Justice and Due Process

Crack and Powder Cocaine Disparities Highlight Deeper Problem with Drug Laws

US Attorney general Merrick Garland has rightly been praised for working to end sentencing disparities between different forms of cocaine. Crack and powder cocaine are chemically identical and pose the same type of risks to users and the public.

Yet despite these similarities, federal law has punished possession and distribution of crack much more harshly than that of powder: the maximum sentence for possession of powder is one year in jail while possession of five grams of crack is punished by five years in prison. 

This discrepancy is symptomatic of a much larger problem: drug classifications are not objective and do not accurately reflect societal or individual harm. 

Psilocybin has been ranked as the least harmful drug, and numerous studies have found it has significant and long-lasting benefits for those suffering from depression. Yet, it remains categorized as Schedule 1, which is ostensibly only for “drugs with no currently accepted medical use and a high potential for abuse.”

Meanwhile, doctors routinely prescribe addictive opiates for pain; Ritalin, a chemical cousin of methamphetamine, to children with ADHD; and methadone, itself frequently abused, to people struggling with addiction.
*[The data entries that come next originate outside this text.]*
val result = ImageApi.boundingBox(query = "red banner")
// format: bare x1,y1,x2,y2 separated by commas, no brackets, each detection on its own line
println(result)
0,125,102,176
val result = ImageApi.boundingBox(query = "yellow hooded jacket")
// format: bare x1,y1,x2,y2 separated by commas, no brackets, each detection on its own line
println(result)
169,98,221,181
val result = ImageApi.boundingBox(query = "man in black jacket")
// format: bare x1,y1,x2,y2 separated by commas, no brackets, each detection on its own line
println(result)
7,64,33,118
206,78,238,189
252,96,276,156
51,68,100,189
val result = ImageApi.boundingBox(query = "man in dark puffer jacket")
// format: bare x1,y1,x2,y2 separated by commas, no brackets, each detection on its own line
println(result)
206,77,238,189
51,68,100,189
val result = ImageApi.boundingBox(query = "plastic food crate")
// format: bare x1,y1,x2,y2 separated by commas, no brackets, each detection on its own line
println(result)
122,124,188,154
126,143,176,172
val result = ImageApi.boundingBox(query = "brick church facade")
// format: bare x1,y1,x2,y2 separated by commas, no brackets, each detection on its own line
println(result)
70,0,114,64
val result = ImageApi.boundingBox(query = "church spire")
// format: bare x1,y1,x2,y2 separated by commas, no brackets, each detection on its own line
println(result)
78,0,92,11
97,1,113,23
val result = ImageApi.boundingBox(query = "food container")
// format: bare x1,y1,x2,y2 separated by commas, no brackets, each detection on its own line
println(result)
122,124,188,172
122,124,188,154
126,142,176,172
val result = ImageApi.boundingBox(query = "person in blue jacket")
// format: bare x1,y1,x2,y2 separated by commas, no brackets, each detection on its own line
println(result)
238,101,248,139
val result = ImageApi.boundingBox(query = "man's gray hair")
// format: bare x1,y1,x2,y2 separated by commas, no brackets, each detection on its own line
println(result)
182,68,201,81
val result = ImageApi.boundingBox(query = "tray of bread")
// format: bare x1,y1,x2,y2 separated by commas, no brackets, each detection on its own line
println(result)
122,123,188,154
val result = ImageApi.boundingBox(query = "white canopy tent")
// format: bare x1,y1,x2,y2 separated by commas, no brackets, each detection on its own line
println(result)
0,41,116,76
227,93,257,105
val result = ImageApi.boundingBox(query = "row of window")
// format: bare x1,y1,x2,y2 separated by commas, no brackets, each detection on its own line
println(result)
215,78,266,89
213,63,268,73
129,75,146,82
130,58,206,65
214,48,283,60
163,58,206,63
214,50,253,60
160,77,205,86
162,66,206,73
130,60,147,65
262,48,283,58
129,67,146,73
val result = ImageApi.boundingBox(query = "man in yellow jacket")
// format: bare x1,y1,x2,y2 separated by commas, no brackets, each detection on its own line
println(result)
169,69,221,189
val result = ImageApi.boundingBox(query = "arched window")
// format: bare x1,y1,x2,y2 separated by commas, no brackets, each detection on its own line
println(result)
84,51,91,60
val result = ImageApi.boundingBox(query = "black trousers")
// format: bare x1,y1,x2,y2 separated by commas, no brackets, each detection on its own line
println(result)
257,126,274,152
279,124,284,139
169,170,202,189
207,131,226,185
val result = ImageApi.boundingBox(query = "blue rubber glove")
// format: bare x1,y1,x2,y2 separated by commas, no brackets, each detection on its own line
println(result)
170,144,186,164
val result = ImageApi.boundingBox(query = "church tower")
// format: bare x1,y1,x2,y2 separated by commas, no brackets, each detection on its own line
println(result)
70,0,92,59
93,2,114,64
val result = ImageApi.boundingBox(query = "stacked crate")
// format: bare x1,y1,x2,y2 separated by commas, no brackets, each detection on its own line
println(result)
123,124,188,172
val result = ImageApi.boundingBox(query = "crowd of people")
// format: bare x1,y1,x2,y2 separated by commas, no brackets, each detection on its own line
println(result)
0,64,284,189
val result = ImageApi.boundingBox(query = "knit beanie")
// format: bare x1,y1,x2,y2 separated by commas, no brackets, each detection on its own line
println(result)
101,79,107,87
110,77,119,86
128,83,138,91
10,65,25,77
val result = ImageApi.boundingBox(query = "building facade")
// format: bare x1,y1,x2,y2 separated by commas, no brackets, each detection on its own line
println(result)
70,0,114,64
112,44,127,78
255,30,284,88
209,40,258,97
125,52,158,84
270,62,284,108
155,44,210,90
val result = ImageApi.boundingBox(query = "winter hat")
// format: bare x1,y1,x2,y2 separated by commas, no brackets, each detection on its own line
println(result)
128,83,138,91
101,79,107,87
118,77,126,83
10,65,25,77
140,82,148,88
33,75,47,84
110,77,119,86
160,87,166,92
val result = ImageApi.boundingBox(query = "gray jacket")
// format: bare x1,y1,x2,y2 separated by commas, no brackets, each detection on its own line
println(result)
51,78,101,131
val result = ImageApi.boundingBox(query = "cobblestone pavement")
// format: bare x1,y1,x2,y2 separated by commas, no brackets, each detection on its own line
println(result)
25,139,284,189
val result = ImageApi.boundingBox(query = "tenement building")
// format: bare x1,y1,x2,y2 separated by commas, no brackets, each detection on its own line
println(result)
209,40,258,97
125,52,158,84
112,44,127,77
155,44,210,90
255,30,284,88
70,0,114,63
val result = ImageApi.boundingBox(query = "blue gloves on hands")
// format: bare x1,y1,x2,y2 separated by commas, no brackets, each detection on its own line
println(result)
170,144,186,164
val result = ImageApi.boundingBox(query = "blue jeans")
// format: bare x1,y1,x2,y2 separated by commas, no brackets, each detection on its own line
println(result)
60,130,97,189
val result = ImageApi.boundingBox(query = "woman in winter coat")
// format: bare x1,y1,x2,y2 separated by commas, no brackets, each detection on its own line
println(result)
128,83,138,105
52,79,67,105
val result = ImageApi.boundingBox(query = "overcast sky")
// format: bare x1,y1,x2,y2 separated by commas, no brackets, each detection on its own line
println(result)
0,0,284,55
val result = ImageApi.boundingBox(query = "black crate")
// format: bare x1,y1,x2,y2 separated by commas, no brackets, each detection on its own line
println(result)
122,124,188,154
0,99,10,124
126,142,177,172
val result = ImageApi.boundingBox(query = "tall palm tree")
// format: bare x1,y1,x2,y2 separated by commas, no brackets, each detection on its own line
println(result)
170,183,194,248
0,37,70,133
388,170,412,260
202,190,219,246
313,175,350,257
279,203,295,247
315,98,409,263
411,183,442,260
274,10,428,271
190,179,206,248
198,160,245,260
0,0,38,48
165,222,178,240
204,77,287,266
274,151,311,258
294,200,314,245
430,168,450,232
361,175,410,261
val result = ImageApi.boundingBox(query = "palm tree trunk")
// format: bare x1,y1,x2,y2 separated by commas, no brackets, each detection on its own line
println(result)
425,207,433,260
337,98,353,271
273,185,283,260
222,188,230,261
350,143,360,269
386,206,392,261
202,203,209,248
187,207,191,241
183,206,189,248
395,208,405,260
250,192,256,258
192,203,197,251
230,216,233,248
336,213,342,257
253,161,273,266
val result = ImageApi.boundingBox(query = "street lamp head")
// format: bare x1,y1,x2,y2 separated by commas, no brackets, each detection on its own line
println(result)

There is little scientific basis for which chemicals can be ingested legally and which can land you in prison. 

Branding people criminals and curtailing their freedom is a weighty step. It is justified only if there is significant evidence that their choice is harming others and the proposed sanction will do something to ameliorate that harm.

Current drug penalties pass neither of these tests. Lawmakers owe it to both those accused of drug crimes and the taxpayers, who fund their prosecution and incarceration, to make sure that drug classifications and penalties are grounded in objective fact.